Cela était bien surprenant qu'une dindonnière refusât d'être reine; mais pourtant les habits de noces étaient faits, et c'était une si belle noce, qu'on y allait de cent lieues à la ronde. La petite souris s'y transporta; elle voulait voir la dindonnière tout à son aise. Elle entra dans le poulailler, et la trouva vêtue d'une grosse toile, nu-pieds, avec un torchon gras sur sa tête. Il y avait là des habits d'or et d'argent, des diamants, des perles, des rubans, des dentelles qui traînaient à terre; les dindons se hochaient dessus, les crottaient et les gâtaient. La dindonnière était assise sur une grosse pierre; le fils du méchant roi, qui était tordu, borgne et boiteux, lui disait rudement:
«Si vous me refusez votre cœur, je vous tuerai.»

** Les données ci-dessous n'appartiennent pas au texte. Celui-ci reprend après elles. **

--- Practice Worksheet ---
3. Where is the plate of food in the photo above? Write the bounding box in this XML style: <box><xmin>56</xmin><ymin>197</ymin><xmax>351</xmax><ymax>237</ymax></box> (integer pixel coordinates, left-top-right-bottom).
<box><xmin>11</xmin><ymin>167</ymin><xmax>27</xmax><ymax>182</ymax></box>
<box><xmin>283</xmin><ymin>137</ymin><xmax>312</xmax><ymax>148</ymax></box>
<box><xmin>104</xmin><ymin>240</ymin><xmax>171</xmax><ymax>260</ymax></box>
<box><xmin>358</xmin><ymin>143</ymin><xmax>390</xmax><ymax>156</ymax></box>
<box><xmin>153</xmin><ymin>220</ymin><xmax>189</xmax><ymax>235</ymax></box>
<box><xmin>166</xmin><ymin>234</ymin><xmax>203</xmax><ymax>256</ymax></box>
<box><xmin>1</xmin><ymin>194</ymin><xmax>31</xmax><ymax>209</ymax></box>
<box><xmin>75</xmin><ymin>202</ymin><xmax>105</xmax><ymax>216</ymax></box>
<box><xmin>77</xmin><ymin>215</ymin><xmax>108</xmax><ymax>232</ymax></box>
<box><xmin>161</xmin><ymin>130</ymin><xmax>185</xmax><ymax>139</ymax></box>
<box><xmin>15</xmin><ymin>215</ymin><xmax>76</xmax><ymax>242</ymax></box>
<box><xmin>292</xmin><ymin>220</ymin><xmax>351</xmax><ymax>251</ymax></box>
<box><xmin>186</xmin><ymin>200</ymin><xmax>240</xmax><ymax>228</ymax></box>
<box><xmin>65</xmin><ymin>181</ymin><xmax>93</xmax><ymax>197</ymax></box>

Elle lui répondait fièrement:
«Je ne vous épouserai point, vous êtes trop laid, vous ressemblez à votre cruel père. Laissez-moi en repos avec mes petits dindons; je les aime mieux que toutes vos braveries.»
La petite souris la regardait avec admiration; car elle était aussi belle que le soleil. Dès que le fils du méchant roi fut sorti, la fée prit la figure d'une vieille bergère, et lui dit:
«Bonjour, ma mignonne, voilà vos dindons en bon état.»
La jeune dindonnière regarda cette vieille avec des yeux pleins de douceur, et lui dit:
«L'on veut que je les quitte pour une méchante couronne; que m'en conseillez-vous?
—Ma petite fille, dit la fée, une couronne est fort belle; vous n'en connaissez pas le prix ni le poids.